Alrighty! Finally exterminated all of the bugs in the perceptron code. The following are the characteristics of the multilayer perceptron that I use for fire color detection:
  • 2 layer
  • 1 hidden node
  • 3 inputs, where each input is a color channel (e.g. R,G,B or H,S,V etc.)
  • trained for 100 epochs and got a mean squared error of 0.0033
More than 1 hidden node don't seem to help much and only end up slowing the classifier. Currently the classifier is trained on RGB color data.

The following is an example of an image with fire in it and how the perceptron-based fire color classifier would label the image pixels:

At first glance you might say that fire color classification fails miserably because it tends to label lots of non fire pixels as being fire.
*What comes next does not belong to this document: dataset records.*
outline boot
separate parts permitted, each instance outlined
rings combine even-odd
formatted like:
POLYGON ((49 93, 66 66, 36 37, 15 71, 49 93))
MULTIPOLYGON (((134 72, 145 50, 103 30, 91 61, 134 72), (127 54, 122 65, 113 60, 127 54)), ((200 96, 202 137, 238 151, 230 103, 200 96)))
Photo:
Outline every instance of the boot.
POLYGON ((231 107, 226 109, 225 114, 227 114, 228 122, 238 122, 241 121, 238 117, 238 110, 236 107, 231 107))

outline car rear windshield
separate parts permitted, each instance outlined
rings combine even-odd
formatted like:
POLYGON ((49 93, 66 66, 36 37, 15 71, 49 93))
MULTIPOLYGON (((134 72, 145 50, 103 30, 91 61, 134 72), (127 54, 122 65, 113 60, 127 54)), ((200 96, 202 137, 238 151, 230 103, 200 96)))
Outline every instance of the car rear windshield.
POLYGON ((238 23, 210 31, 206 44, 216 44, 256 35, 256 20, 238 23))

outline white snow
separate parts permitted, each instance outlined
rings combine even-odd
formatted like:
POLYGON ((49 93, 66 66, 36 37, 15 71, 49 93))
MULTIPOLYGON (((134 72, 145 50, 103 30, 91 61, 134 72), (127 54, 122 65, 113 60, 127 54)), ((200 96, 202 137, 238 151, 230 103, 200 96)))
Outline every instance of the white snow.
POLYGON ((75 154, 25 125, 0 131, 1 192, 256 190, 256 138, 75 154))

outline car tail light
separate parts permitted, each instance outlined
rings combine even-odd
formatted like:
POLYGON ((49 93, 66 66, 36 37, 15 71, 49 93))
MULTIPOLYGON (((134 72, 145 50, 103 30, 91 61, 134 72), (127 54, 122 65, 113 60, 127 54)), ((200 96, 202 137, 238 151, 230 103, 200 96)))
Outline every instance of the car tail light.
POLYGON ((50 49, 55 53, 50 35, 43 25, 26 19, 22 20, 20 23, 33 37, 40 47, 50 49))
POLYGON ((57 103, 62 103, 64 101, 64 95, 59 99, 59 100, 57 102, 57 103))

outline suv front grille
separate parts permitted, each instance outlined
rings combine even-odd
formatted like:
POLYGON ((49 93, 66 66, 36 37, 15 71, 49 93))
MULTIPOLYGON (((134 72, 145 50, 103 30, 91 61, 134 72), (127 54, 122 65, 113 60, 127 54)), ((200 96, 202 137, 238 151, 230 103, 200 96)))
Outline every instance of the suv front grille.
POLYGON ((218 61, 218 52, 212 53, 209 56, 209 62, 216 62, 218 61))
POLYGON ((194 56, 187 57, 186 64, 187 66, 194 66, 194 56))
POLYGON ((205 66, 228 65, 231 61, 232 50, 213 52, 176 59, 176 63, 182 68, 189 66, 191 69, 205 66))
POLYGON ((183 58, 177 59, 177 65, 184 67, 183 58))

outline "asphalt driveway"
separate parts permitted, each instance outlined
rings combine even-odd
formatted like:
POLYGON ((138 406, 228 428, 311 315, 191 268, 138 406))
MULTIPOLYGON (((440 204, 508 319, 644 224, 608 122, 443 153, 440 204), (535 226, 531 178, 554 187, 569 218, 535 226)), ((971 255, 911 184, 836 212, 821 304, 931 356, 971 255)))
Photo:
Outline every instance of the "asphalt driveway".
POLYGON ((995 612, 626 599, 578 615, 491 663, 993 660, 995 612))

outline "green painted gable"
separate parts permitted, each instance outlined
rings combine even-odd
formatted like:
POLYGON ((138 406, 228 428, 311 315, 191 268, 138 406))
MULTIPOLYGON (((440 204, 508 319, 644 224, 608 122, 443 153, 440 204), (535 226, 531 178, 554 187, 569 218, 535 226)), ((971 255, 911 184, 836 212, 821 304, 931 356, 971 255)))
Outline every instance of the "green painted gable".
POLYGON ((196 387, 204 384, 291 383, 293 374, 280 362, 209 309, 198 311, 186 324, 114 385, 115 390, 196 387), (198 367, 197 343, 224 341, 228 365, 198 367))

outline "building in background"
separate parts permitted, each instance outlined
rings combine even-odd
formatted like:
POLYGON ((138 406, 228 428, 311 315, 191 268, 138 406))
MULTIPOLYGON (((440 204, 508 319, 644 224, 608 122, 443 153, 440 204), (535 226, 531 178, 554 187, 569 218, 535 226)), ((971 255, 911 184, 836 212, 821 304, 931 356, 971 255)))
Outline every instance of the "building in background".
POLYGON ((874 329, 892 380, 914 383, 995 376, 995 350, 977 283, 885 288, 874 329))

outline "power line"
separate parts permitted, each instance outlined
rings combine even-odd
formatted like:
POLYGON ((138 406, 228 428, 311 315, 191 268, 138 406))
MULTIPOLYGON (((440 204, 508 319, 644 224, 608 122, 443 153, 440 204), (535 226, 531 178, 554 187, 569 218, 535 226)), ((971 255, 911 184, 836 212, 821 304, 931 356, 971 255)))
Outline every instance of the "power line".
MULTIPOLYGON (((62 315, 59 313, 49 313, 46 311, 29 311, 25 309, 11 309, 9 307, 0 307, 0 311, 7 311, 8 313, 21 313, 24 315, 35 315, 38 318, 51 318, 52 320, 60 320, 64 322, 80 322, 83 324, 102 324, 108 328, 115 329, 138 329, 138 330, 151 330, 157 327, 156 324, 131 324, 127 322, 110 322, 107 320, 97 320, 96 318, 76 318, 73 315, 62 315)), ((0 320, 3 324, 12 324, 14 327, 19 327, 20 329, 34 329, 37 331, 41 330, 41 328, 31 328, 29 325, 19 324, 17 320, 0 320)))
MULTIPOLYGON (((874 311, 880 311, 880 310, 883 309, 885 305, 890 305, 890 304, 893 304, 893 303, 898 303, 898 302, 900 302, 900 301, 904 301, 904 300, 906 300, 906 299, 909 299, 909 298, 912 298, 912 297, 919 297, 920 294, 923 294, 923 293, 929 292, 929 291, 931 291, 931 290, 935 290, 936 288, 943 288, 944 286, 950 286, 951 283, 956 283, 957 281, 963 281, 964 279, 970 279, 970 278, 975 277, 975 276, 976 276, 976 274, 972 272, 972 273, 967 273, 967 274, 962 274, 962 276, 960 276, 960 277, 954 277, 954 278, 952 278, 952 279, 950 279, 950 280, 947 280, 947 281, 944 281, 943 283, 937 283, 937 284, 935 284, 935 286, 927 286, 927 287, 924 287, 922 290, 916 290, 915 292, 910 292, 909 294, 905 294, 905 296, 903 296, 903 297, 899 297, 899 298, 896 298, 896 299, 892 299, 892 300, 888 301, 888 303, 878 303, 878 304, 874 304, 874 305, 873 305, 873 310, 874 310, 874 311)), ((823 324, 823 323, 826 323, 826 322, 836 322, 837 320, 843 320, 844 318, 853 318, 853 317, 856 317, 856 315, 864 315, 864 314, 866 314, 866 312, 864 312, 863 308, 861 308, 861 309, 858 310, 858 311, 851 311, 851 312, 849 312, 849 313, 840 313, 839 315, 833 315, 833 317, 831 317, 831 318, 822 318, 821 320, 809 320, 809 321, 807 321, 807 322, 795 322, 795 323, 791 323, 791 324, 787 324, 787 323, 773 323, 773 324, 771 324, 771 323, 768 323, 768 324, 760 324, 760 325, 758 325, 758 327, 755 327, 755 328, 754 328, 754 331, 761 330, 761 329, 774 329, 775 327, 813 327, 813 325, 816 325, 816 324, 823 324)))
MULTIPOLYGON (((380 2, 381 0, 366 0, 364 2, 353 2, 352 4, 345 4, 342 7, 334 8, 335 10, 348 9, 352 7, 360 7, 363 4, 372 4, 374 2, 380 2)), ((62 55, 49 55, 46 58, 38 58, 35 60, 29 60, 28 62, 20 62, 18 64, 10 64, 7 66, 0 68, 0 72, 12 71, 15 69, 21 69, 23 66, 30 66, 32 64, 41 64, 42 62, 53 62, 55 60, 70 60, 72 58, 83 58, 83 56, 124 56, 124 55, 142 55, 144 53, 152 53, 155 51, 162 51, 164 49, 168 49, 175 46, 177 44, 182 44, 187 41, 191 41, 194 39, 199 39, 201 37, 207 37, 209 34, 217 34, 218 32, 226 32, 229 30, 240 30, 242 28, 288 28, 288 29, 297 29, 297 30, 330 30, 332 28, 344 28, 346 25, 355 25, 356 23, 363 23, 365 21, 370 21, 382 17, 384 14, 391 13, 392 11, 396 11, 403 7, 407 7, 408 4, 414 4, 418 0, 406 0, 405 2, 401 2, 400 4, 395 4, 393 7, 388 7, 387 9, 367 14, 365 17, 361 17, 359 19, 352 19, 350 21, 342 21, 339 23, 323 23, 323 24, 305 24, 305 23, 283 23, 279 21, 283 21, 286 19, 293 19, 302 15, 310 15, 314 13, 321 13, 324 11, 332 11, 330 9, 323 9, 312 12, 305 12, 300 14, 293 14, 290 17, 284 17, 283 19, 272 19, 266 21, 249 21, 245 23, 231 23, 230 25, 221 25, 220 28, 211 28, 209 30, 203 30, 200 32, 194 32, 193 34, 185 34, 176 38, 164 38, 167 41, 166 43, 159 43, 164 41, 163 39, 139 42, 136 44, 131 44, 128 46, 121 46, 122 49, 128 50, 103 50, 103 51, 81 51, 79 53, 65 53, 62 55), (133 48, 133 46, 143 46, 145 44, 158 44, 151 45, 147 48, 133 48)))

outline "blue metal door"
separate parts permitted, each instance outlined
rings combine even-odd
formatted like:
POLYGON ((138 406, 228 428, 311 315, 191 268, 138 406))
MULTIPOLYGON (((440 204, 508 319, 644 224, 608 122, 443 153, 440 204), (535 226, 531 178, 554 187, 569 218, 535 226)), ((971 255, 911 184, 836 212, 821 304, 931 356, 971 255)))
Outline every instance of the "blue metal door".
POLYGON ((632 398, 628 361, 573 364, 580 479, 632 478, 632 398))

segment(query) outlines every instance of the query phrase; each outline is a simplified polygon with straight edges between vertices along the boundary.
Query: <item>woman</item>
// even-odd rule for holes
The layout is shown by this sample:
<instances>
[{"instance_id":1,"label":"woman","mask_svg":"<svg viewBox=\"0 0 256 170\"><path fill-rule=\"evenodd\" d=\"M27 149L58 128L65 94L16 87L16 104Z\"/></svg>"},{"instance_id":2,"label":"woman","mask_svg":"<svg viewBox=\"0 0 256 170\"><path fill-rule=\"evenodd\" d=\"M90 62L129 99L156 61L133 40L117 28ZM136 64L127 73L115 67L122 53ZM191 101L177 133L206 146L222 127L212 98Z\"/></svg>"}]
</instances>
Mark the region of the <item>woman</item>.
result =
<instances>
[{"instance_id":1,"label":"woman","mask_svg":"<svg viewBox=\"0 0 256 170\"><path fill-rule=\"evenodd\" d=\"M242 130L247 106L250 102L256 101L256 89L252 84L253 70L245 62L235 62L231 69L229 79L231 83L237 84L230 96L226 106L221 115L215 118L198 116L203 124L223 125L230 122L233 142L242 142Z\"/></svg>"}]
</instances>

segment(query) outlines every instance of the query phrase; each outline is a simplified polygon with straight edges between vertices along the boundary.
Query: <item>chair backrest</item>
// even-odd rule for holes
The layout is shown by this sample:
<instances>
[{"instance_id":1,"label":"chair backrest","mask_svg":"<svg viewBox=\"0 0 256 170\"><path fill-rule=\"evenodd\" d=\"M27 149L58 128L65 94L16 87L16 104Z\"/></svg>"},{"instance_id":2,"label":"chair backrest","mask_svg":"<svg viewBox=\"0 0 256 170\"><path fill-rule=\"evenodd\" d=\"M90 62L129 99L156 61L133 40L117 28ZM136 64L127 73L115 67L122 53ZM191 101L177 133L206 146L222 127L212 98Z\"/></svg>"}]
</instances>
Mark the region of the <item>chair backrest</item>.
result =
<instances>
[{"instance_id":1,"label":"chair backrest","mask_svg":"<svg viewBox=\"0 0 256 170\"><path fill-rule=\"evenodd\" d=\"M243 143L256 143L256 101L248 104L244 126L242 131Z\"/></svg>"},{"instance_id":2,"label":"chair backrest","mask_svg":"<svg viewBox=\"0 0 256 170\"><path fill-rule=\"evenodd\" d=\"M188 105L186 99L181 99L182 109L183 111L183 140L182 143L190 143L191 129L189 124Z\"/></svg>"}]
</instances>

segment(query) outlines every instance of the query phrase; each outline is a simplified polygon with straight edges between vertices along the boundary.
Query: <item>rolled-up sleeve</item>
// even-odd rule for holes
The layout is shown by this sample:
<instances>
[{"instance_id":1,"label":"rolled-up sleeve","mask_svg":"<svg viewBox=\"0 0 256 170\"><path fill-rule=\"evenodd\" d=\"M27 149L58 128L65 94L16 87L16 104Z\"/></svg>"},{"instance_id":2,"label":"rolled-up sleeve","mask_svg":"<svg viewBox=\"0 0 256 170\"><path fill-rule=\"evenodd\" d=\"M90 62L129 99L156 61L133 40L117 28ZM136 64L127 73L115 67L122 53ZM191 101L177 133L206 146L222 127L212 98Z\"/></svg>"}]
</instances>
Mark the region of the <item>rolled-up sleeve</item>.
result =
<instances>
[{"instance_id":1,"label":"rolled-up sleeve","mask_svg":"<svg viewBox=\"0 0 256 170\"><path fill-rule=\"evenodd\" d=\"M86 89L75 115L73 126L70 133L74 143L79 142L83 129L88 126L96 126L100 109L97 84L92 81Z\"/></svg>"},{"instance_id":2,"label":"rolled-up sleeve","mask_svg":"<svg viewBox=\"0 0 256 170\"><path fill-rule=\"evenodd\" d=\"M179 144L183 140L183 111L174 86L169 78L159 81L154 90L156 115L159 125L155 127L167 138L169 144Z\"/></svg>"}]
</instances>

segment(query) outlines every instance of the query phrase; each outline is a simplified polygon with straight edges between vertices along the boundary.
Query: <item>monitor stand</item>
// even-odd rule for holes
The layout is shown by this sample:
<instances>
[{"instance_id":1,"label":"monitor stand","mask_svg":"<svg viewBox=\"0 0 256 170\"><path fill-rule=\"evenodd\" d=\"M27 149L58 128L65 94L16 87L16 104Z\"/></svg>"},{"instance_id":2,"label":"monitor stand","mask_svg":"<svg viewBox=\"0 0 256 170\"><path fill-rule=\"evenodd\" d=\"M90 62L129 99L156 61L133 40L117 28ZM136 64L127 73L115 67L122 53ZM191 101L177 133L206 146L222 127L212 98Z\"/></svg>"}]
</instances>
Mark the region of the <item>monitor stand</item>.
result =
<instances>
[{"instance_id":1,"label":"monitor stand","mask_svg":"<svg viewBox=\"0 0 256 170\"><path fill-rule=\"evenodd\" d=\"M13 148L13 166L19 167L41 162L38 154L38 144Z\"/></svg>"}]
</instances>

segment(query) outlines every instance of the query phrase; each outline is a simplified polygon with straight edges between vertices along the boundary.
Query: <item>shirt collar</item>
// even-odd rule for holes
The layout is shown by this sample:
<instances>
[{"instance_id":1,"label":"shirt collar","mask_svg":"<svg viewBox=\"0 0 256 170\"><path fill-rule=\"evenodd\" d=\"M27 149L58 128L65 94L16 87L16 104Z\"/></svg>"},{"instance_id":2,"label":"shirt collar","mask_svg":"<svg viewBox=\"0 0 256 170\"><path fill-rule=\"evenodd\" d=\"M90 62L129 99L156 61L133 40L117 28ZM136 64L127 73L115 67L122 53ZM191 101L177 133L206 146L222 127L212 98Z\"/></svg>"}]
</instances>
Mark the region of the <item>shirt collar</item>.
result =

However, the goal of this first classifier was to get a very high true positive rate and a low false negative rate, irregardless of the false positive rate. This is because this classifier will be used in concert with other feature detection algorithms such as motion and maybe texture. These additional classification algorithms will help to reduce the false positive rate.

Lastly, you can see the new color palettes of the positive (fire) data and negative (non-fire) data:

Saturday, January 24, 2009

No luck with Perceptrons...yet

Well it turns out there were a few bugs/problems with my perceptron code. First off there was a problem reading in the input data which threw off the z-scaling. Then the z-scaling had some overflow problems which I fixed. Lastly, the initial weights were being set badly causing the perceptron to suck. I finally got it to work correctly on XOR.

Unfortunately when I tried to get it to learn the difference between fire and non-fire pixels it could only get an MSE of .18 which is a big failure. I suspect there's much too much similarity and overlap between fire pixels and non fire pixels, especially in the near white color range. I'm going to try and manipulate the training data to reduce this overlap to see if that helps.

If that doesn't work then I'm going to try seeing if learning HSV channels or L*a*b* channels will work bettern than the RGB channels that I've tried so far.